Organize a “Pet Your Stress Away” Event

This type of activity is best suited to individuals who have no fear of animals but, for some reason, cannot adopt their own pets. Universities offer these types of events for students, which provide an opportunity to relax while gently patting the head of a calm dog.

Cat cafes have also gained popularity due to the calm demeanor and less stressful environment typically associated with cats and restaurants. Pet shelters have also organized adoption days, allowing potential pet owners to meet the furry animals while foster parents bring their fosters to introduce and interact with others.

Invite Animal Rescue Organizations

Animal welfare activists and organizations have education teams whose work is to encourage behavior change among young people. By inspiring empathy, animal rescue activities also help develop successful pet-owner relationships. Whether it’s worksheet-based or practical activities, kids learn best from individuals with experience, so expert organizations are most suitable to nurture their interests.

Talk After The Walk

Zoos, aquariums and nature parks are excellent places to introduce children to various animal species. Since it’s challenging to evaluate how much the activity changes the individual mindset, arranging for talks or conversations with kids regarding their experiences is essential.
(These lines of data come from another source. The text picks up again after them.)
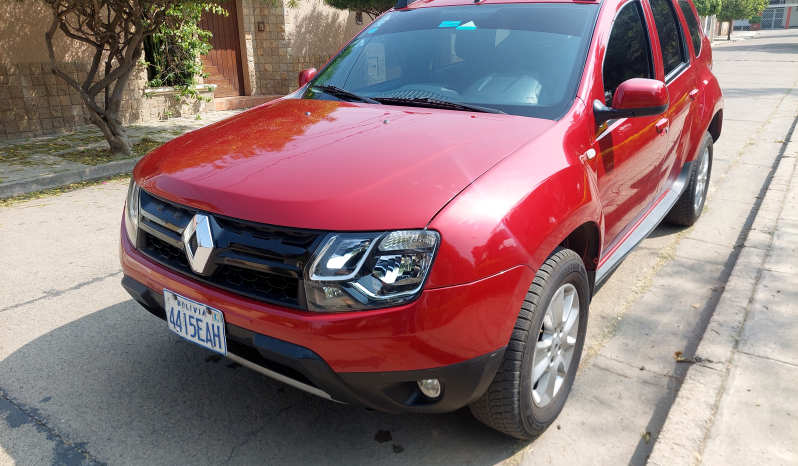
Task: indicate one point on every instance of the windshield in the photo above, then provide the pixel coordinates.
(521, 59)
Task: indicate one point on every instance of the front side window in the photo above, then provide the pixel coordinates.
(628, 52)
(521, 59)
(669, 34)
(692, 25)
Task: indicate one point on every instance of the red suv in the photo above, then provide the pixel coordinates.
(421, 226)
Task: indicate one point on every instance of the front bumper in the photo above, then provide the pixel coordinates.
(295, 365)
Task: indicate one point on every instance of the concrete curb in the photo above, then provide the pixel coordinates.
(20, 187)
(692, 414)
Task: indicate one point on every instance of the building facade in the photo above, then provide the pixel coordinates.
(258, 51)
(780, 14)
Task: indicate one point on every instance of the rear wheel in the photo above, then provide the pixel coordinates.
(688, 208)
(539, 366)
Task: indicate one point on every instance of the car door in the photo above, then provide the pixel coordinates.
(629, 150)
(680, 79)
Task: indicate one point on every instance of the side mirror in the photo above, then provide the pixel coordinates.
(634, 98)
(306, 75)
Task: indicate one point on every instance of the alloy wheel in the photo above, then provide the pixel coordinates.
(701, 182)
(554, 350)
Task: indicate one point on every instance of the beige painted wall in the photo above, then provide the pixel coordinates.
(317, 29)
(22, 28)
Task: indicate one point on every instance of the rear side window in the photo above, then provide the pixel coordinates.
(669, 34)
(692, 25)
(628, 53)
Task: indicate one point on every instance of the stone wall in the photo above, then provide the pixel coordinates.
(34, 102)
(291, 40)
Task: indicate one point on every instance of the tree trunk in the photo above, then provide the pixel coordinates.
(114, 133)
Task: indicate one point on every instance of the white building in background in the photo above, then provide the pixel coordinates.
(780, 14)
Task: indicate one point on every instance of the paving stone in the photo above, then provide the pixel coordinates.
(757, 420)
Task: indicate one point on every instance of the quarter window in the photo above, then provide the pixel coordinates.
(692, 25)
(669, 34)
(628, 53)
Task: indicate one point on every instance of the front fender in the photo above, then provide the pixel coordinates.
(516, 214)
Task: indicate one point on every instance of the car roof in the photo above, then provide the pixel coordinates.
(440, 3)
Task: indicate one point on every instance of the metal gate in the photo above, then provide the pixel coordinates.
(773, 18)
(226, 51)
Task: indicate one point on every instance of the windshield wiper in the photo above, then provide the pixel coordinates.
(435, 103)
(344, 94)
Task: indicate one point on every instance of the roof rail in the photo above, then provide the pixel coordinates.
(403, 4)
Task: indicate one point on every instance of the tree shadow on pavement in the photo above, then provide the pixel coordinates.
(119, 384)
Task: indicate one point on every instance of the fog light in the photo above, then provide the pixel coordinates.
(430, 387)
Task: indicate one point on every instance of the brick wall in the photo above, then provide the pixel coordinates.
(34, 102)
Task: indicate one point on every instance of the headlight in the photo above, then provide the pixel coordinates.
(132, 211)
(354, 271)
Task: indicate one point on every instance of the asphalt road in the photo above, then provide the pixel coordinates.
(87, 376)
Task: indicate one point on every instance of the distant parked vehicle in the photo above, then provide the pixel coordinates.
(422, 225)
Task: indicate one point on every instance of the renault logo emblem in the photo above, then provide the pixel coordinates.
(198, 242)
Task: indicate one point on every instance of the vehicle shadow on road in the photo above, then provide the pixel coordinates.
(119, 383)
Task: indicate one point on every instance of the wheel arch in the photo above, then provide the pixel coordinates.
(715, 125)
(585, 240)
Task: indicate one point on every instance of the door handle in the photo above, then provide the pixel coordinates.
(662, 126)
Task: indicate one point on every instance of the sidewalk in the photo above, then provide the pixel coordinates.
(34, 164)
(739, 400)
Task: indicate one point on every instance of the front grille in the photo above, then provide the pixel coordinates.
(168, 255)
(253, 355)
(258, 261)
(254, 282)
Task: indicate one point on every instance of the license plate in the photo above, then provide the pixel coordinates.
(195, 322)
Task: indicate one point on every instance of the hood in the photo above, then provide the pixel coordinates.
(333, 165)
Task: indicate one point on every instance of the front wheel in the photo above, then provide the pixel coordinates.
(540, 363)
(690, 205)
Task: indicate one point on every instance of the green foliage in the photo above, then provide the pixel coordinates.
(173, 52)
(372, 8)
(740, 9)
(707, 7)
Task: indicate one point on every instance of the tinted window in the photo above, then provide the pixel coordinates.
(628, 54)
(522, 59)
(668, 33)
(692, 25)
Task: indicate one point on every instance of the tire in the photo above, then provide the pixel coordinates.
(514, 403)
(688, 208)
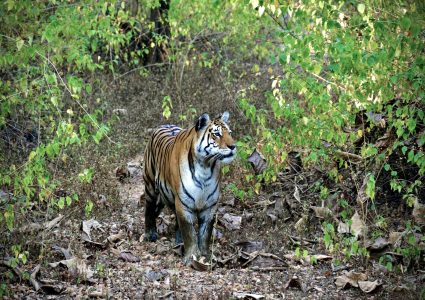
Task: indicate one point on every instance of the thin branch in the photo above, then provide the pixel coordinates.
(70, 93)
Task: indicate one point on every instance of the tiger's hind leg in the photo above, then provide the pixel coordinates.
(153, 207)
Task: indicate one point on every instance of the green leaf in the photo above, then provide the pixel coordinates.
(405, 23)
(410, 156)
(19, 44)
(361, 7)
(61, 202)
(68, 200)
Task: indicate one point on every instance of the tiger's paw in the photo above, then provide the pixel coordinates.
(151, 236)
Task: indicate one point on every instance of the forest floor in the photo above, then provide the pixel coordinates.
(104, 256)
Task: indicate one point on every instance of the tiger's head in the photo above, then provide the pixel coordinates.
(214, 140)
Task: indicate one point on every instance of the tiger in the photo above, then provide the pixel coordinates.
(182, 169)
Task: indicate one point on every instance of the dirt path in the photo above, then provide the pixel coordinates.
(254, 240)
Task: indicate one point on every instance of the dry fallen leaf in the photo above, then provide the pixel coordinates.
(343, 228)
(250, 246)
(128, 256)
(295, 282)
(358, 227)
(322, 212)
(350, 278)
(297, 194)
(113, 238)
(395, 238)
(232, 222)
(368, 286)
(243, 295)
(301, 224)
(379, 244)
(87, 226)
(76, 266)
(200, 264)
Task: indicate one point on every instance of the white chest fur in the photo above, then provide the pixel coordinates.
(199, 187)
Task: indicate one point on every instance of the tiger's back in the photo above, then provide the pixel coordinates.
(182, 170)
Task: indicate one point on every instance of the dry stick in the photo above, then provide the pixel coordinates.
(213, 241)
(20, 273)
(70, 93)
(140, 68)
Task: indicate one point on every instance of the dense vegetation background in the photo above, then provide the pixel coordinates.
(333, 88)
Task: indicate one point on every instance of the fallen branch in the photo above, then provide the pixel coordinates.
(32, 279)
(350, 156)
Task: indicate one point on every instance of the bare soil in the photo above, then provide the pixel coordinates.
(253, 258)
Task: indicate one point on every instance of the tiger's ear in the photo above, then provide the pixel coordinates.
(225, 117)
(202, 122)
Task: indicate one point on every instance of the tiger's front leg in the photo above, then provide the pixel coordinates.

Any comment or feedback should be made immediately to reinforce positive relationships.

Collect Toy and Pet Food Donations

Most animal shelters have age restrictions for volunteers, leaving younger kids with fewer opportunities to interact with animals. Fortunately, there are equally meaningful ways to engage them in developing a caring relationship with abandoned pets.

Whether it starts at church or in school, children can participate in a pet supply drive that asks for essential items to donate to a chosen animal shelter. Other pet supplies may require adult supervision, so keeping them busy with food and toys is a good idea to introduce them to pets.

Saving Allowance for Charity

When a child is old enough to receive an allowance, setting aside a percentage to donate to charity can be a good lesson about caring. Parents can benefit from the community providing cute decorations for sticking to a jar or box to inspire giving from kids. It’s hard to resist a picture of a cute puppy or a fluffy kitty! Then, scheduling regular trips to the animal shelter for families to join can be an excellent time to donate the money until they are of volunteering age.